Moore gives each tiny detail of her blown glass plant life her full attention. Step in to look closely at a flower petal and you’ll see a unique pattern of veins. In the center, minute individual grains of pollen stand out. This quality craftsmanship is what makes her work special, but the contrast of such a fragile material and the tenacity of nature are what give it its power.

The Seattle-based artist sees her sculptures as rooted in nature, but not quite bound by it. Orchids are her signature creation, and they’re perpetually crystallized in perfect bloom, not a petal out of place. Other works include magnolias and wisteria, but it’s the dazzling alien form of the orchid that seems to inspire her again and again. Moore depicts them in many of their usual variations, hanging from wires or sprouting from unrelated trees like majestic parasites.

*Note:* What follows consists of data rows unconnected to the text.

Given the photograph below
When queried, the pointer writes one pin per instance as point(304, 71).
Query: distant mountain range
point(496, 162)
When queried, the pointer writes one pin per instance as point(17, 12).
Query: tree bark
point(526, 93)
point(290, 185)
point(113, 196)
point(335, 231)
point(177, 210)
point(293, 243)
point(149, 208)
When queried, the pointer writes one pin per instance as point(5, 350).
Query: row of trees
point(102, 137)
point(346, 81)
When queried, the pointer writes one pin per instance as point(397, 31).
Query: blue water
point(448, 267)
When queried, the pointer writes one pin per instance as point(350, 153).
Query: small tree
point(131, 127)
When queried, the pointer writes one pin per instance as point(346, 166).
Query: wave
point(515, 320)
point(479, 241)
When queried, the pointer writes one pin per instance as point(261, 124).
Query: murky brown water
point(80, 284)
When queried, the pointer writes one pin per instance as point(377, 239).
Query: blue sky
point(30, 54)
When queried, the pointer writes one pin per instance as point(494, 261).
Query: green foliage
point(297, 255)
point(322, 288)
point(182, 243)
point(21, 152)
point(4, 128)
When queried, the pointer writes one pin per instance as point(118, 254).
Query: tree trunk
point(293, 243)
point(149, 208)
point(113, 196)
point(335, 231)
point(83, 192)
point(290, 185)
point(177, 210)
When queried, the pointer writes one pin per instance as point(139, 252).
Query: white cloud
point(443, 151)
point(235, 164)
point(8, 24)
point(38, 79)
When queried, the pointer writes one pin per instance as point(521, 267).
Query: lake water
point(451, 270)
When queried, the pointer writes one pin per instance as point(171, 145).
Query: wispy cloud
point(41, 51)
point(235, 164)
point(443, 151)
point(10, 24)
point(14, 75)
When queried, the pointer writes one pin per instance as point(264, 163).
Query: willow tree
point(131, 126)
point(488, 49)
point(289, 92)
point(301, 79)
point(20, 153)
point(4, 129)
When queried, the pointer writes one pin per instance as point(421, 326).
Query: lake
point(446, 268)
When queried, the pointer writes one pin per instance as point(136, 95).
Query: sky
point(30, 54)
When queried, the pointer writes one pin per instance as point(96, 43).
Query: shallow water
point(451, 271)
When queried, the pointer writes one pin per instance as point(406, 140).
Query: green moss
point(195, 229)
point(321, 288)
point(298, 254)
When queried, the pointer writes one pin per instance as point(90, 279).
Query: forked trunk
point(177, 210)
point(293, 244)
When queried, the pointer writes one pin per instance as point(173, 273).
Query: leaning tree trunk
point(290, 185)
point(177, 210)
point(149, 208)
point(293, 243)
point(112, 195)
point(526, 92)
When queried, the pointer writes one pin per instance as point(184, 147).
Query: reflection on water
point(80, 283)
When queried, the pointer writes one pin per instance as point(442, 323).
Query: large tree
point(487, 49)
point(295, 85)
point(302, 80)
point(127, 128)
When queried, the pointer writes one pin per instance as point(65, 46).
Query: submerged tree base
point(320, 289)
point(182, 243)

I utilize the medium of glass to translate the breath-taking grandeur and delicate fragility of the natural world into a unique sculptural interpretation,” Moore says. “The intricate structure of living things and how they thrive in harmony with each other is explored in my reflection of orchids and other botanical studies. The astounding variety within the orchid family provides endless opportunities for artistic expression with their vibrancy of color and elegance of form. The necessity of the blooms to bond with a strong, stable host — an interdependence that nurtures and sustains both is a metaphor of the human condition in its tenuous and essential relationship with the earth.”

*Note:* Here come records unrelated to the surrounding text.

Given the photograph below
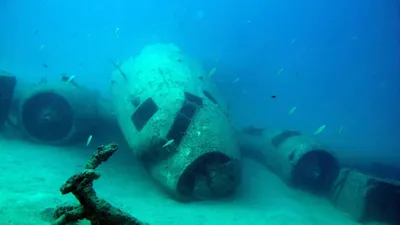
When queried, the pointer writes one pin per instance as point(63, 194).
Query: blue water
point(340, 60)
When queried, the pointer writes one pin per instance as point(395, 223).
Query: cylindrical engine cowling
point(175, 126)
point(300, 161)
point(57, 113)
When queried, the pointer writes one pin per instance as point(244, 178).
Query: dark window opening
point(7, 86)
point(280, 138)
point(193, 98)
point(209, 96)
point(184, 117)
point(143, 113)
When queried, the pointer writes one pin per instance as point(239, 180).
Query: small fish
point(212, 72)
point(168, 143)
point(291, 111)
point(354, 38)
point(119, 69)
point(89, 140)
point(319, 130)
point(116, 32)
point(340, 130)
point(70, 79)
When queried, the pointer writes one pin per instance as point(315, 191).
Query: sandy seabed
point(31, 175)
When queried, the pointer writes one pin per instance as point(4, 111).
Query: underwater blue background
point(339, 60)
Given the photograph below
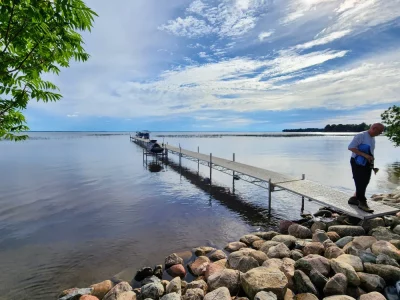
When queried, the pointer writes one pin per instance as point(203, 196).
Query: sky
point(229, 65)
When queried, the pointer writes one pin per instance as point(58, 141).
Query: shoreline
point(322, 256)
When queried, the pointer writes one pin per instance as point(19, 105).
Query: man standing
point(362, 162)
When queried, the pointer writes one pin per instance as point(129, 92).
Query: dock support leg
point(233, 177)
point(269, 195)
point(210, 167)
point(302, 198)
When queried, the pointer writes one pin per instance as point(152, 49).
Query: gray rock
point(221, 293)
point(344, 241)
point(172, 259)
point(347, 230)
point(265, 296)
point(303, 283)
point(371, 282)
point(226, 278)
point(384, 259)
point(337, 285)
point(390, 274)
point(262, 279)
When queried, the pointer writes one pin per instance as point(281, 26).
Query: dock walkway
point(314, 191)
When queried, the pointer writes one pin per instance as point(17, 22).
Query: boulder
point(240, 260)
point(385, 247)
point(347, 270)
point(262, 279)
point(372, 296)
point(217, 255)
point(371, 282)
point(226, 278)
point(173, 259)
point(299, 231)
point(303, 283)
point(313, 248)
point(347, 230)
point(336, 285)
point(313, 261)
point(279, 251)
point(198, 267)
point(353, 261)
point(221, 293)
point(235, 246)
point(390, 274)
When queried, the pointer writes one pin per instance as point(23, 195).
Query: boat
point(154, 147)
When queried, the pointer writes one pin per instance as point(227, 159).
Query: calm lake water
point(78, 208)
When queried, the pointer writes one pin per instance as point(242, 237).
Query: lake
point(79, 208)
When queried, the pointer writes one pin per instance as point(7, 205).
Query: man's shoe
point(353, 201)
point(364, 206)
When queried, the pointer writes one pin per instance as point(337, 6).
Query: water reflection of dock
point(274, 182)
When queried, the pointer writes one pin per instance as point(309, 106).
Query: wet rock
point(389, 273)
point(372, 296)
point(248, 239)
point(347, 270)
point(279, 251)
point(265, 247)
point(385, 247)
point(318, 225)
point(171, 296)
point(158, 271)
point(193, 294)
point(284, 226)
point(371, 282)
point(384, 259)
point(333, 252)
point(198, 267)
point(173, 259)
point(221, 293)
point(226, 278)
point(352, 260)
point(384, 234)
point(198, 284)
point(203, 250)
point(320, 236)
point(212, 269)
point(314, 248)
point(288, 240)
point(303, 283)
point(347, 230)
point(102, 288)
point(313, 261)
point(240, 260)
point(296, 255)
point(117, 290)
point(265, 296)
point(333, 236)
point(261, 279)
point(174, 286)
point(152, 290)
point(177, 270)
point(235, 246)
point(337, 285)
point(217, 255)
point(299, 231)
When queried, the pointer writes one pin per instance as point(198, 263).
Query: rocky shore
point(325, 256)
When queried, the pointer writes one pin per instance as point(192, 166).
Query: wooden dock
point(275, 181)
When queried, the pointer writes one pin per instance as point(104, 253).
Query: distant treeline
point(333, 128)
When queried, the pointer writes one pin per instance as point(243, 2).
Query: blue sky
point(240, 65)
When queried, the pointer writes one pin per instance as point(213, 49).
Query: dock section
point(274, 181)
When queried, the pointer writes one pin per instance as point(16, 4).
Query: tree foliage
point(391, 118)
point(36, 37)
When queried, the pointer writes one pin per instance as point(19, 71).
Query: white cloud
point(263, 35)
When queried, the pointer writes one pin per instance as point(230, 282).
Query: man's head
point(376, 129)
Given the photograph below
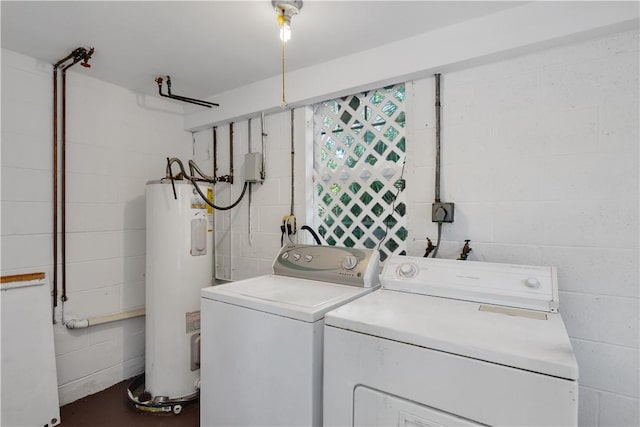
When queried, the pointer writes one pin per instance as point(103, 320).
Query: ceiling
point(209, 47)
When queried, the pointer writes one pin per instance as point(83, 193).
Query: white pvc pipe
point(85, 323)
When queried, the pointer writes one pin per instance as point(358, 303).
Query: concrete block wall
point(248, 238)
point(540, 157)
point(116, 141)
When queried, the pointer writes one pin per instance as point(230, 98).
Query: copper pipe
point(55, 191)
point(55, 179)
point(215, 153)
point(63, 176)
point(231, 153)
point(159, 81)
point(80, 54)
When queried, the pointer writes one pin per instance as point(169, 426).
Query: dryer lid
point(529, 340)
point(301, 299)
point(521, 286)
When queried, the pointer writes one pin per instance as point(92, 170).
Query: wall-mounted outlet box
point(442, 212)
point(253, 167)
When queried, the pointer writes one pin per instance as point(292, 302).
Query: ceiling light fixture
point(285, 9)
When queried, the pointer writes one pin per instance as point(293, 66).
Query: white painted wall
point(540, 156)
point(518, 30)
point(241, 253)
point(116, 141)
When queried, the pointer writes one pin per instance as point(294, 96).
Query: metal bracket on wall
point(160, 80)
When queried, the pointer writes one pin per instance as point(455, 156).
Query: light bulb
point(285, 31)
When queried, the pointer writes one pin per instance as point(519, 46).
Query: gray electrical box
point(253, 167)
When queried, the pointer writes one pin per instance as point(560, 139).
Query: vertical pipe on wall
point(63, 177)
point(437, 190)
point(215, 153)
point(263, 134)
point(249, 204)
point(292, 163)
point(231, 152)
point(55, 192)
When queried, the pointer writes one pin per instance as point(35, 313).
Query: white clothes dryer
point(448, 343)
point(262, 338)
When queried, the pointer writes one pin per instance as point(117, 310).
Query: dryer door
point(375, 408)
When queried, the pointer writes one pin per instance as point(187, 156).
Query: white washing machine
point(448, 343)
point(262, 338)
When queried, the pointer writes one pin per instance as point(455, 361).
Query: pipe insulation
point(93, 321)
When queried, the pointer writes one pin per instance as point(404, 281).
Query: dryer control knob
point(532, 283)
point(349, 262)
point(407, 270)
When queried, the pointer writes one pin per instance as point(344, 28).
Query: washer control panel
point(334, 264)
point(521, 286)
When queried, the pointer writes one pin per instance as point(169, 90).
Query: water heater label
point(197, 202)
point(210, 197)
point(192, 321)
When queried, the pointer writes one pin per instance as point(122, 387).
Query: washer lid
point(301, 299)
point(525, 339)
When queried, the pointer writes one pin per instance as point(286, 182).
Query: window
point(359, 153)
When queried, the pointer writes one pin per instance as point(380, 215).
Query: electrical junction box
point(253, 167)
point(442, 212)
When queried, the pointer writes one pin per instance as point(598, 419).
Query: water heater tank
point(179, 263)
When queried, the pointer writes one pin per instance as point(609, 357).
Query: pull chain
point(284, 98)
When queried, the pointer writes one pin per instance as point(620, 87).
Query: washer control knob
point(532, 283)
point(349, 262)
point(407, 270)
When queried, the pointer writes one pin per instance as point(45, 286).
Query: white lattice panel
point(359, 150)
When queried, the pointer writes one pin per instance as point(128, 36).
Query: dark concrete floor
point(110, 408)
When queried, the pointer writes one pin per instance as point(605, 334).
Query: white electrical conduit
point(85, 323)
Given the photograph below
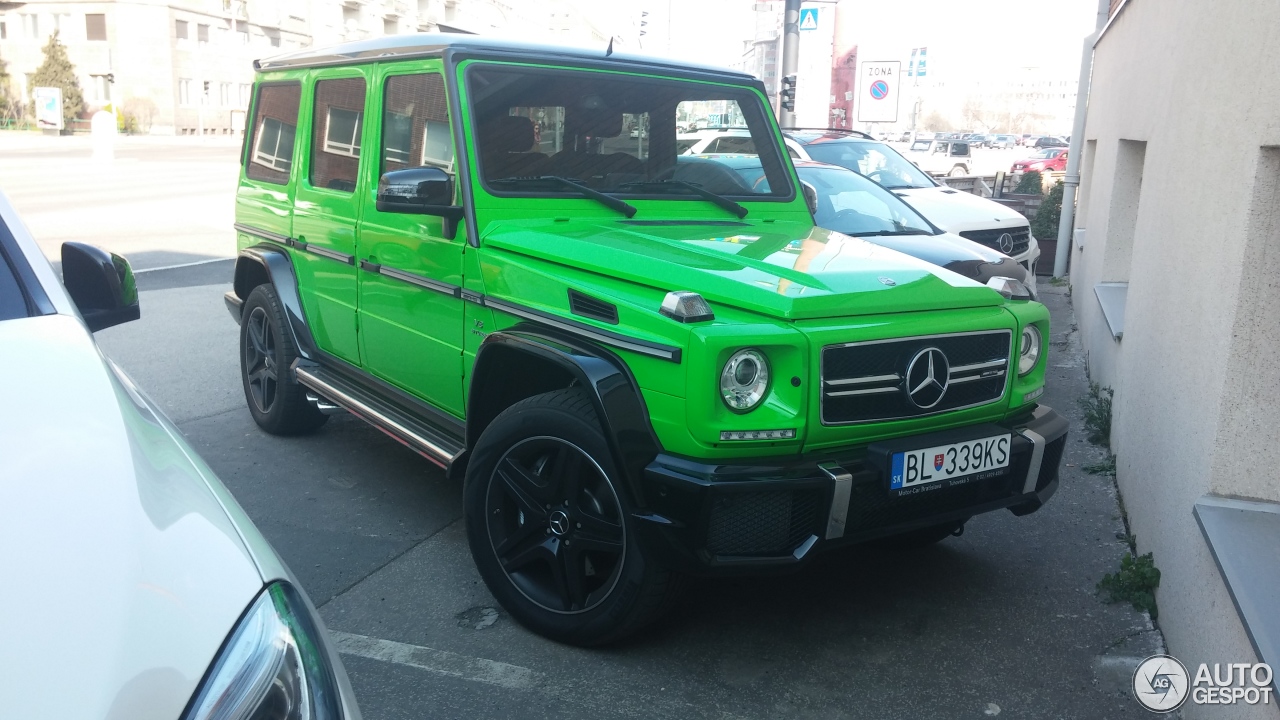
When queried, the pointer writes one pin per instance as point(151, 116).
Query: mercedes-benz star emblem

“Within each work, glass is used like paint to achieve depth of color. The material’s inherent ability to transmit and reflect light, as well as its variations from transparency to opacity, lends itself perfectly to achieve desired textures and surfaces. By combining new techniques with traditional glass-blowing skills, and a passionate attention to form and detail, these pieces express my vision of an exotic environment; one that is rooted in reality but springs from the imagination.”

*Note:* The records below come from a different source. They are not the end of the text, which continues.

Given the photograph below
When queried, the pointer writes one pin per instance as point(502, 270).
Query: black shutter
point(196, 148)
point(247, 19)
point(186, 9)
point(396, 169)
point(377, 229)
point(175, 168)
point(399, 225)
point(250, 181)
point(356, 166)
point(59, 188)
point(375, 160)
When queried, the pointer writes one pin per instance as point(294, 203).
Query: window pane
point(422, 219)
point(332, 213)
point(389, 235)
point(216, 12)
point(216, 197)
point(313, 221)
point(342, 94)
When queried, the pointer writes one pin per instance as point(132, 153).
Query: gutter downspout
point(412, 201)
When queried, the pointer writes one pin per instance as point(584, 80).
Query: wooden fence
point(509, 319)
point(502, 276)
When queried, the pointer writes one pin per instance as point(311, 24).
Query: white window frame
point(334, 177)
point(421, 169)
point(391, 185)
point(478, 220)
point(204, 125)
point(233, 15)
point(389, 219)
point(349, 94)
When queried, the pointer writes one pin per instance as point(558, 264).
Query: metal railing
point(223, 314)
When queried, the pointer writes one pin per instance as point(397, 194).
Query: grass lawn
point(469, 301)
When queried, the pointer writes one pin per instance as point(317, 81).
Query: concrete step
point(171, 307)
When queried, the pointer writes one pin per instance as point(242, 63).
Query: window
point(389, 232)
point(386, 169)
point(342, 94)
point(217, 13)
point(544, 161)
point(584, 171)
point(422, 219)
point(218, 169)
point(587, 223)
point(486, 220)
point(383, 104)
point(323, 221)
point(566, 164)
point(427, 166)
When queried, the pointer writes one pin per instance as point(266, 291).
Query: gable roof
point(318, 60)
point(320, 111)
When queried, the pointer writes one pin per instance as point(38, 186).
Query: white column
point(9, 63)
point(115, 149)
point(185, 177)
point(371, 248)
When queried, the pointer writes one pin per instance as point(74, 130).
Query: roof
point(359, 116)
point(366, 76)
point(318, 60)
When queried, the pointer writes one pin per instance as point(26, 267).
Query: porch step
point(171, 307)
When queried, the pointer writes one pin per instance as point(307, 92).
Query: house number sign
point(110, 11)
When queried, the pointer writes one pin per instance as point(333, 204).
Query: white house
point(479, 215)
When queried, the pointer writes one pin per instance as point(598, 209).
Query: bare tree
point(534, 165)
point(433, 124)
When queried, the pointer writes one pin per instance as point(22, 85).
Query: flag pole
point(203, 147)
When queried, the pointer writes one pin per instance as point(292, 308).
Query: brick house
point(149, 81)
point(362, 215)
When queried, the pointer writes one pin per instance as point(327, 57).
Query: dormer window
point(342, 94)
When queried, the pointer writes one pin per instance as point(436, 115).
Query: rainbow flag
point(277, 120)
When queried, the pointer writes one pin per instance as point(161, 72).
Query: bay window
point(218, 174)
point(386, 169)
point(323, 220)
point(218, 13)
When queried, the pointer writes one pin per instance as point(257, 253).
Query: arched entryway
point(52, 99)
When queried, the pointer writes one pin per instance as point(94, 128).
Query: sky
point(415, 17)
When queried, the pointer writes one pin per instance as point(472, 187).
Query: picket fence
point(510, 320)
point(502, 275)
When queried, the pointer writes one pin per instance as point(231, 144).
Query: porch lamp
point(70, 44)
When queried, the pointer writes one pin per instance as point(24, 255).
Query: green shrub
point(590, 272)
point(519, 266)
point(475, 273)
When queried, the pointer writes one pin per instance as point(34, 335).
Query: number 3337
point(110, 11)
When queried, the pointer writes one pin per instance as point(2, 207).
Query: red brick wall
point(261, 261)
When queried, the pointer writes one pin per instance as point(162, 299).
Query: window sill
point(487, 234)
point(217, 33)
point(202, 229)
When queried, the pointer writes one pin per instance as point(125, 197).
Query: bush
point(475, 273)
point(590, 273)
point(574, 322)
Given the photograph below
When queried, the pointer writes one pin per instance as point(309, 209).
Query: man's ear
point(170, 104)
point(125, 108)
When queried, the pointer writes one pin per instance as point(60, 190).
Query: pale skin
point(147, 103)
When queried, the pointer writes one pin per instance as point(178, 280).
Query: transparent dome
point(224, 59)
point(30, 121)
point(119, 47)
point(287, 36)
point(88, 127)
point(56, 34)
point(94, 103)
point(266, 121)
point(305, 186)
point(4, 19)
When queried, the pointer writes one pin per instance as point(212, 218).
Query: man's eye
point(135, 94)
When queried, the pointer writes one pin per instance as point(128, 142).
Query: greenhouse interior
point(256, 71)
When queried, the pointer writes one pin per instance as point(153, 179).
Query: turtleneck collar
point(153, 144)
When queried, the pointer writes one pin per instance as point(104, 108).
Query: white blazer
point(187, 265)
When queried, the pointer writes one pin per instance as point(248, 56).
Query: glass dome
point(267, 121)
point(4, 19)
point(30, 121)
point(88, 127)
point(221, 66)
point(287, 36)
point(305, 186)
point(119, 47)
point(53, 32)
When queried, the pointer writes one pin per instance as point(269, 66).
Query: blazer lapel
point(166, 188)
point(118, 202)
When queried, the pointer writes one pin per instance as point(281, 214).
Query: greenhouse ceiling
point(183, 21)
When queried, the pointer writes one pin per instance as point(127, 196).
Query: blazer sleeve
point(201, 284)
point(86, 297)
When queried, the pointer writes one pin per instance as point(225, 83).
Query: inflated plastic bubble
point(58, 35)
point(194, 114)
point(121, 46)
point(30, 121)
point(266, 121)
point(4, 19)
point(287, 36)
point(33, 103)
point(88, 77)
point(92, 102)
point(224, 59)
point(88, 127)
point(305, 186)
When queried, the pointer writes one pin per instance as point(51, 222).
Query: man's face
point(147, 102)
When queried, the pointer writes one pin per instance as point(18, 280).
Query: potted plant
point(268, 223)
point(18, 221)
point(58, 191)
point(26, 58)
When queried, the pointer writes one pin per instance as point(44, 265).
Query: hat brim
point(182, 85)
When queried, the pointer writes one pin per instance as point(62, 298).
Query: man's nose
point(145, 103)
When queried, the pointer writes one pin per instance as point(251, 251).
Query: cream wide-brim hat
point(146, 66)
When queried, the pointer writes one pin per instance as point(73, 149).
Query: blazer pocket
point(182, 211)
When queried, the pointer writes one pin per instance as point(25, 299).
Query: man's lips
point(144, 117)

A graduate of Seattle’s Pratt Fine Arts Center and the renowned Pilchuck Glass School, Moore was among the first women to break into the male-dominated world of fine art glassblowing, and she’s known for the clever techniques that help her support the weight of all that glass on delicate branches. She even went as far as to work with a structural engineer and study the math that would be required to expand her smaller structures into full-scale trees.

The learning process didn’t come without a few devastating mistakes, unfortunately. At one point, her first tree (a winter plum) fell to the ground and crashed in the home studio she shares with her husband, a fellow glass artist. But Moore also discovered a secret way to hold things together: faux moss made of a granular glass called “frit,” which she crafts into a sort of glue inspired by liquid latex special effects makeup.

Ultimately, it took her two years to complete her imaginary forest called “Arboria,” which was displayed at the Tacoma Art Museum between January 2019 and January 2020, but the results were well worth the wait.